Here is a Python framework for implementing GD:

def optimize(obj_up, theta0, nepochs=50, eps0=0.01, verbose=True):
    f, update = obj_up
    theta = theta0
    values = np.zeros(nepochs + 1)
    eps = np.zeros(nepochs + 1)
    values[0] = f(theta0)
    eps[0] = eps0

    for epoch in range(nepochs):
        if verbose:
            print(
                "Epoch {:3d}: f={:10.3f}, eps={:10.9f}".format(
                    epoch, values[epoch], eps[epoch]
                )
            )
        theta = update(theta, eps[epoch])

        values[epoch + 1] = f(theta)
        if values[epoch] < values[epoch + 1]:
            eps[epoch + 1] = eps[epoch] / 2.0
        else:
            eps[epoch + 1] = eps[epoch] * 1.05

    if verbose:
        print("Result after {} epochs: f={}".format(nepochs, values[-1]))
    return theta, values, eps

def gd(y, X):
    def objective(w):
        return -(l(y, X, w))

    def update(w, eps):
        return w + eps * dl(y, X, w)

    return (objective, update)

You can now run GD to obtain optimized weights:

np.random.seed(0)
w0 = np.random.normal(size=D)
wz_gd, vz_gd, ez_gd = optimize(gd(y, Xz), w0, nepochs=100)

Predict

Finally, you can define a spam confidence values predictor and classifier:

def predict(Xtest, w):
    return sigma(Xtest.dot(w))

def classify(Xtest, w):
    threshold = 0.5 # initial threshold
    return (sigma(Xtest.dot(w)) > threshold).astype(int)

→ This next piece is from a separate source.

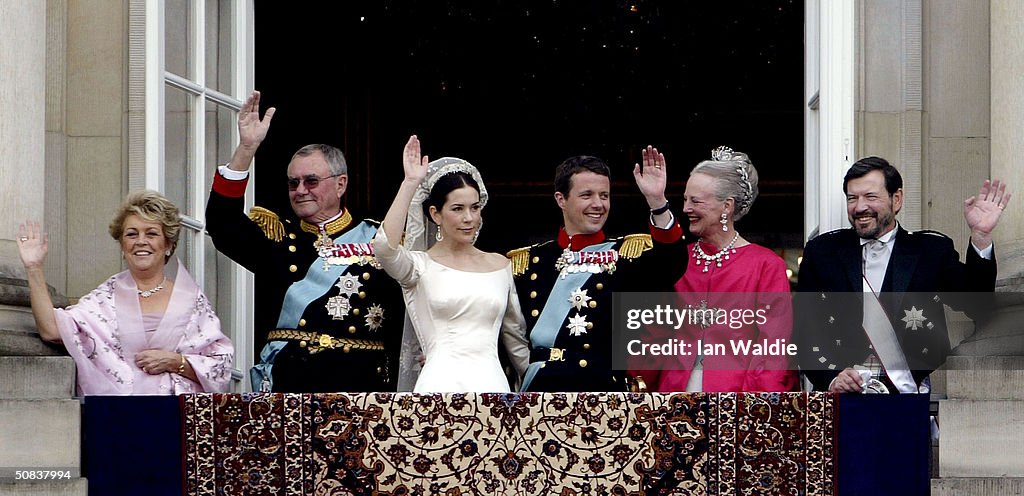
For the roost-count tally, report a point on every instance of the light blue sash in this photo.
(549, 324)
(316, 283)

yhat = predict(Xtestz, wz_gd)
ypred = classify(Xtestz, wz_gd)

Plot the precision-recall-curve to find a better threshold value:

precision, recall, thresholds = sklearn.metrics.precision_recall_curve(ytest, yhat)
plt.plot(recall, precision)
for x in np.linspace(0, 1, 10, endpoint=False):
    index = int(x * (precision.size - 1))
    plt.text(recall[index], precision[index], "{:3.2f}".format(thresholds[index]))
plt.xlabel("Recall")
plt.ylabel("Precision")
# 0.44 looks good

Have a look at the largest weights:

features[np.where(wz_gd>2)]

Unsurprisingly, you will find that char_freq_$ and capital_run_length_longest have an outsized impact, i.e., spam emails frequently include dollar signs and capitalized words.

Conclusion

In this tutorial you have learned to build an email spam detector using machine learning and Python. If you want to practice more, try finding another dataset and build a binary classification model using the framework introduced here.